Well, capital spending they're still targeting around 2.5% of our total sales. So we're looking at a range of anywhere from $14 to $17 million for the full year. In the first quarter, we had a little over $1.5 million of capital expenditures.

Brad Evans – Heartland

Okay. Thank you very much.

Donna Belusar

You’re welcome.

Vinod Khilnani

Thanks, Brad.

Operator

Next to the line of Jim McIlree with Neuberger Berman.

Jim McIlree – Neuberger Berman

Hi. Good morning, everyone.

Vinod Khilnani

Good morning, Jim.

Donna Belusar

Good morning.

Jim McIlree – Neuberger Berman

A most of my questions have been asked. But I wanted to maybe just take a moment to address. Vinod, you had your balance sheet in really excellent condition, generating some free cash flow. Maybe if you could update the thinking on how this is going to be deployed?

Vinod Khilnani

Good question. Two different directions, from the point of view of stock buyback as one possibility or dividend increase as another possibility. The board on an ongoing basis looks at it, looks at the cash flow. They also look at which part of the world we are generating the cash flow. So if they see more cash flow is generated outside the U.S., then they consider that in their thinking versus the cash flow generated inside the U.S. They also look at growth opportunities, new product launches and M&A activity.

So we're obviously balancing all of those things. If I may comment on M&A, 2009 clearly distracted us a little bit and we did not spend that much time and effort on the M&A front in the company as we did successfully in 2008 when we acquired two small companies, which were accretive and bolt on.

We are again switching back to focusing on M&A and our M&A discussion pipeline is filling up nicely. So we are clearly turning that process back up now that we have 2009 and all the recessionary issues behind us. So we will obviously watch that and see if that is an opportunity for a potential deployment of cash before we look at other opportunities.

Jim McIlree – Neuberger Berman

Very good. And we know they did a tremendous job keeping the cash flow going to the growth opportunities, even during '09. So we'll look forward to seeing the moves that you make.

Vinod Khilnani

Thanks, Jim. Appreciate your support.

Operator

Next to the line of John Franzreb with Sidoti & Company.

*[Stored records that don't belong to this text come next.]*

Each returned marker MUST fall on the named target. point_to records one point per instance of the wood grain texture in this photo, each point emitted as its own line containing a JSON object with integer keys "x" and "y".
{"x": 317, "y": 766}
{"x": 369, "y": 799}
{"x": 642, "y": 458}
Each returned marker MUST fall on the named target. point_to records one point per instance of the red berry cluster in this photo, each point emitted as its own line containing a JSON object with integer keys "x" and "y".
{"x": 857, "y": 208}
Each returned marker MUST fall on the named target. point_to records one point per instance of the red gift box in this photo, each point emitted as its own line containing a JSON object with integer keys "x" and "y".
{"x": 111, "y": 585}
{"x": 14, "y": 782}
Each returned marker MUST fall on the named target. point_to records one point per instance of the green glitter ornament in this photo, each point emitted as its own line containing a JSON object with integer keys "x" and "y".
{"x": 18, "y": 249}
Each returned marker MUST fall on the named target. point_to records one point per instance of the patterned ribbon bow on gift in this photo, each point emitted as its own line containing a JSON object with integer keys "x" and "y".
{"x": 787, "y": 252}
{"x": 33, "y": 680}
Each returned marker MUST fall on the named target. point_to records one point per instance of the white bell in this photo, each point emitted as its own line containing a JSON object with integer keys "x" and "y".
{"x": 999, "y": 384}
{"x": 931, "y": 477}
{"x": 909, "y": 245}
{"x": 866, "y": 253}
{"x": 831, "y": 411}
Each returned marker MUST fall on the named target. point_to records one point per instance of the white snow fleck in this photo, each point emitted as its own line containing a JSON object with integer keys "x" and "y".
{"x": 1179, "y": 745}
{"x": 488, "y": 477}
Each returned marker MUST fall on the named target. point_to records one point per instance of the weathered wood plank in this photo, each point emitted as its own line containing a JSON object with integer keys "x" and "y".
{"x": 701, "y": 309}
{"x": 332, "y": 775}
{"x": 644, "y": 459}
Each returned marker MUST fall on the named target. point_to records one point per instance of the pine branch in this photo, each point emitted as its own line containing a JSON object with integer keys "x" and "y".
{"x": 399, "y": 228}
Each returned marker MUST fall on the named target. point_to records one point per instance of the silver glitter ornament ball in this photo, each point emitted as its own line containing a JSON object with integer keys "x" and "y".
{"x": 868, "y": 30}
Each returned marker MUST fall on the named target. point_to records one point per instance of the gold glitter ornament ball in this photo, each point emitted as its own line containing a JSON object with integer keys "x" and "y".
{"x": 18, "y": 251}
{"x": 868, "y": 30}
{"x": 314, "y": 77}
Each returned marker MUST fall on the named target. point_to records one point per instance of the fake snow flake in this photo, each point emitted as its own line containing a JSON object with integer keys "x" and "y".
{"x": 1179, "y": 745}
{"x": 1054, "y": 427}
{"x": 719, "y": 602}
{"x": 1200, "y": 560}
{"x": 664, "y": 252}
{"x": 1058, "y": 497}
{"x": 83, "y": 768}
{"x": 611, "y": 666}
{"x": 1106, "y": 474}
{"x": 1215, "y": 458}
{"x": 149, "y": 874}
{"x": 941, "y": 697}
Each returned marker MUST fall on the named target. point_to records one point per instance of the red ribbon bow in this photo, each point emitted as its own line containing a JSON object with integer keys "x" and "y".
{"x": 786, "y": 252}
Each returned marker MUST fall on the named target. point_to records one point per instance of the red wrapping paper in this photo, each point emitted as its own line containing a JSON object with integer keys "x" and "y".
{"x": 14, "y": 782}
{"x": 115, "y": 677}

John Franzreb – Sidoti & Company

Again, you might have touched on it with the last question from Jim, but just an observation. Is where your cash domiciled – is that an issue? Is that why your long-term debt went up sequentially? And especially given the fact that you're free cash flow positive in the quarter, why was that necessary? Could you just talk a little bit that? Were we buying back stock in the quarter also?

Vinod Khilnani

No. No. We didn't buy back any stock in the quarter and I think you are right. It is the location of the cash. That's why cash goes up sometimes. And the debt goes up simultaneously because that increase in cash was domiciled outside the U.S.

John Franzreb – Sidoti & Company

Okay. Thanks a lot, Vinod.

Operator

There are no other questions.

Mitch Walorski

I would like to remind our listeners that a replay of this conference call will be available from 1:30 PM Eastern daylight time today through 11:59 PM on Tuesday, May 4, 2010. The telephone number for the replay is 800-475-6701 or 320-365-3844 if calling from outside the U.S. The access code is 153620. Thank you for joining us today.